Reducing Risk Through Records Management

Gregg Bieri


December 12, 2012

In most companies, records management is often taken for granted or viewed simply as a matter of convenience and organization. But records management programs can also protect an organization from significant risks such as compliance issues, disaster recovery, public relations crises, confidentiality breaches and security threats. A well-executed records management program helps mitigate these risks in much of the same way that legal counsel or an insurance policy does—by acting as a safeguard against unexpected future events.

Take, for example, a large food manufacturer that did not have a records management program in place. Somewhere buried deep in boxes of unorganized records was a decades-old, long-forgotten insurance policy that protected the company against legal action requiring it to clean up a site in which toxic materials were found.

Knowing that the company was potentially at risk for such litigation, a concerned records manager pushed the company to audit, organize and manage its records and put in place an advanced records management program. Shortly after implementing the program, the company was hit with a multi-million-dollar class action lawsuit. Within days, the company was able to produce the insurance policy, which paid for nearly the entire settlement amount at virtually no cost to the company.

It is no longer simply an industry best practice to retain vital records as part of a business plan, however. There is now legislation that imposes severe penalties for not producing valid information when requested. This could then lead to liability issues if damages are suffered by the corporation or any third party that relied on the documents. This failure to maintain procedures can cause financial pain and reputation damage. For example, under certain legislation, such as the Sarbanes-Oxley Act, regulators can levy large monetary fines on any company that alters, destroys, falsifies or covers up entries in records.
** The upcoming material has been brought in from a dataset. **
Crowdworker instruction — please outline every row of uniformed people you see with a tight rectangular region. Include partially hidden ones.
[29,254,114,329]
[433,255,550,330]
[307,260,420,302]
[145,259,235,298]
Companies should educate employees about their organization’s records retention strategy. If an employee unknowingly fails to retain an important document, that employee will not be held liable. Rather, it is management who will be held responsible and, if the mistake is egregious enough, prosecuted.

Unfortunately, compliance with all of the laws and regulations pertaining to records management is not always simple. Although most of the compliance risk comes from documents that have been destroyed prematurely, there is equal risk in keeping documents for too long. Files can and should be destroyed after a certain number of years, depending on the type of information. If a file is retained beyond a certain date when it legally could have been destroyed, it can still be used against an organization in legal proceedings.

Further complicating compliance efforts is the increasing digitization of information. A variety of federal, state and local regulations dictate whether documents are stored physically or electronically and when how to archive emails, text messages and tweets. Navigating these intricacies can be just as difficult as understanding a lengthy legal document or insurance policy.

To this end, organizations should consider retaining qualified records management professionals to help ensure compliance. Although the investment may be significant, it will help mitigate the even more substantial legal and financial risks that could arise from criminal allegations.

Another important records management concern is data security. There has been much discussion around the vulnerability of cloud-based and virtual storage options, but the physical data protection should not be overlooked. Paper-based documents can be lifted off of a desk, lost on a train or burned in a fire—with no option for recovery.

For the most effective data security, a records management program should also include the ability to digitize all important invoices, incoming mail, contracts and other records into a searchable archive as soon as they are received. Combined with a well-protected IT system, this can ensure that the data is safeguarded and will be available whenever it is needed.